We did a bioluminescent bay tour in Fajardo, in mainland Puerto Rico on our previous trip to the island. We enjoyed the evening paddle through the mangroves, but the bioluminescence experience was underwhelming. On that trip, we met our guide at a beach in Fajardo, we hopped in our kayaks and paddled into the bio-bay. In Vieques, the experience was a little different. Our guide picked us up in the town of Esperanza, crammed us into a rickety van, and drove without speaking to a pitch-dark parking lot where we stood in the mud waiting for someone to tell us what to do (remember, this was not one of the highly rated bio-bay tour companies).’
Eventually, a guide showed up and started directing us where to go. We ended up being the first in our group to get into a kayak. We sat down, paddled away from the shore, and immediately we saw the water light up. Our guide took us to the middle of the bay where we got time to explore this light-up water phenomenon on our own. We could see the fish, stingrays, and maybe even sharks swimming beneath us because the water glowed when they moved. It was an incredible experience, unlike anything I had ever seen before. Words and photos do not do it justice.
This bioluminescent bay is heavily protected because chemicals on our skins and in boat motors will kill the dinoflagellates that cause the water to glow. Swimming and gas-powered motors are not allowed in the bay. The only way to see it is by kaya with a licensed guide. The area is also protected from light pollution. There are not many streetlights near the bay and the ones that are nearby have red lights instead of white.
Overall, the transportation to the bay on our tour left something to be desired, but once we got out of the water, it was an unforgettable experience. It is a must-do if you are visiting Vieques, and if you are planning a longer stay on the Puerto Rican mainland, I recommend you plan a night in Vieques, just to see the bio bay. I recommend this highly-rated tour that we had originally booked on Viator, not the one we ended up on.

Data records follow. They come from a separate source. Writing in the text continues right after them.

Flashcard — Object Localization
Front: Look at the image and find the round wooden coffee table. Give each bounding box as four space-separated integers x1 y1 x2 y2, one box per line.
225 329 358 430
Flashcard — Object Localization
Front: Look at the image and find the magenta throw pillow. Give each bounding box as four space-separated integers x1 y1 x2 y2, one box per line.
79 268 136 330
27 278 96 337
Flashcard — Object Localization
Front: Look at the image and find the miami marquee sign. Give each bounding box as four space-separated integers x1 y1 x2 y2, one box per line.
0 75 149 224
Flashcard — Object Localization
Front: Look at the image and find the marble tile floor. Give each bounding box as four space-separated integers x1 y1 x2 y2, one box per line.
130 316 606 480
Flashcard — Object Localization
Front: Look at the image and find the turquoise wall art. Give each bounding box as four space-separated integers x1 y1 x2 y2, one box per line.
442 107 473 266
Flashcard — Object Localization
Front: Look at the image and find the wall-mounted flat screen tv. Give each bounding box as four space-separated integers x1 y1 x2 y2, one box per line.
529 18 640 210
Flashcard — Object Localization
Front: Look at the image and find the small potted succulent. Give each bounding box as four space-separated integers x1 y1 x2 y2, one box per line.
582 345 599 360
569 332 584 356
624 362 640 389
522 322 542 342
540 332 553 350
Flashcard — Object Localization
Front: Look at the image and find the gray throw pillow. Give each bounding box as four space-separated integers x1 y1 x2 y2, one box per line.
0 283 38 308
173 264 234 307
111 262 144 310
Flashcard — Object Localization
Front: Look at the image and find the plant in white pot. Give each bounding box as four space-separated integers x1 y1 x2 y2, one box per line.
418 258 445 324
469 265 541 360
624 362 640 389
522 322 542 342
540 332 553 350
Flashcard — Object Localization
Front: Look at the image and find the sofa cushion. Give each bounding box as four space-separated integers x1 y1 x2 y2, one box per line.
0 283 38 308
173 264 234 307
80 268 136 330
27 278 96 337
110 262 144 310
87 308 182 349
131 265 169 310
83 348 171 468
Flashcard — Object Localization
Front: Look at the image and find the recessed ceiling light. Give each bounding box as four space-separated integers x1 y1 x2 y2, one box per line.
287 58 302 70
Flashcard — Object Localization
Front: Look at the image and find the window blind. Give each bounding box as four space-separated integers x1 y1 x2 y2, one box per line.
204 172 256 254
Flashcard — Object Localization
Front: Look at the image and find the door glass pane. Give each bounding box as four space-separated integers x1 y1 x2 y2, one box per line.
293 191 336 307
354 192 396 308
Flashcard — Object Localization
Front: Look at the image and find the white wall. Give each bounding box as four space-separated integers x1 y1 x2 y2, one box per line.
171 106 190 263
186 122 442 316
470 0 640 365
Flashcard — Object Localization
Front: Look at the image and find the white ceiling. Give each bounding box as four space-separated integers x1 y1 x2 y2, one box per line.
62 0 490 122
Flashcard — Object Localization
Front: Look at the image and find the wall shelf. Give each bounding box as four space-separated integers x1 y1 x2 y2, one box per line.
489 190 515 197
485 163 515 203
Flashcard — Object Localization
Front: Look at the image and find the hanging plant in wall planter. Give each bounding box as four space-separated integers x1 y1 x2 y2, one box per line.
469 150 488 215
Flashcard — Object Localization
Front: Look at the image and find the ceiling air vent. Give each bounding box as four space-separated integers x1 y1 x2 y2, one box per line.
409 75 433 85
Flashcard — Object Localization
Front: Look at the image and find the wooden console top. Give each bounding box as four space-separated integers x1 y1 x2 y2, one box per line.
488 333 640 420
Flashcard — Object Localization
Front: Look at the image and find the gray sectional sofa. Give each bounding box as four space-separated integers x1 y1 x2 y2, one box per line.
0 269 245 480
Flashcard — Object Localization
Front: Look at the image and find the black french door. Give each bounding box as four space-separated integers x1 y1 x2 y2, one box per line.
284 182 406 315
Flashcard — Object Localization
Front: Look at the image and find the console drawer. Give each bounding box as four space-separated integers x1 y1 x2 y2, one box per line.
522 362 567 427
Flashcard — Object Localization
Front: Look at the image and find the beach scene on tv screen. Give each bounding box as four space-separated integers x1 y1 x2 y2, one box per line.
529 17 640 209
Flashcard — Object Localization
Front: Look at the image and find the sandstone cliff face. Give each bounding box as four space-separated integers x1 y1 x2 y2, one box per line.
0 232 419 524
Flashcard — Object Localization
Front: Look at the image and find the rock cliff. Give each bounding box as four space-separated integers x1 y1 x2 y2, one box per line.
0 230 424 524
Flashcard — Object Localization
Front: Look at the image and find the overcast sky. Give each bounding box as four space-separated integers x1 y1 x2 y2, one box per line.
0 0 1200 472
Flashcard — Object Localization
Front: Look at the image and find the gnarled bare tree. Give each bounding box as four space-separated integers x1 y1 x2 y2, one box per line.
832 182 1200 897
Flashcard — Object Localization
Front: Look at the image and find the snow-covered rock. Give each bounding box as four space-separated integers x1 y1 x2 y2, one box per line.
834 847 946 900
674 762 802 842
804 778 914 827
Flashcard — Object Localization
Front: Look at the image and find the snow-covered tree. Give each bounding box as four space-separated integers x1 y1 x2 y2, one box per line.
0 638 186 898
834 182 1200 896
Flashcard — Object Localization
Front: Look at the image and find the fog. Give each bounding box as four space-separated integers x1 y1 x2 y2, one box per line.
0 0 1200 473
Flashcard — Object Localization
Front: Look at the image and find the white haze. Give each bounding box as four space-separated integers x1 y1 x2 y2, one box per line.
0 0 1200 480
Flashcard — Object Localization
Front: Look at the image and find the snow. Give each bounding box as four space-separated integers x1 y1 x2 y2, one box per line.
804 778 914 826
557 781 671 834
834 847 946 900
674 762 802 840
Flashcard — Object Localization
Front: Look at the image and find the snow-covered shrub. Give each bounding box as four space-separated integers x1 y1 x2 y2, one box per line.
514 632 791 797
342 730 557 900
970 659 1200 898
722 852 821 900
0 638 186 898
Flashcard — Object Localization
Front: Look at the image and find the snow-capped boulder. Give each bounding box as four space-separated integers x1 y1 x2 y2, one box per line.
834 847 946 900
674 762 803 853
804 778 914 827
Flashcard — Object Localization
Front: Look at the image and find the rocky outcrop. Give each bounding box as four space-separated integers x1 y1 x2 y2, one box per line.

Thanks for stopping by! Check out our NEW Go See Do Explore Podcast, available wherever you listen to podcasts. To read more about our time in Puerto Rico, check out my Circle Tour of the Island. To read about some of our previous trips, visit my Trips Page. If you like my photos be sure to “like” my Facebook Page and follow me on Instagram! For my list of gadgets to make your travels easier, click here. To see inside my camera bag, check out my Gear Page.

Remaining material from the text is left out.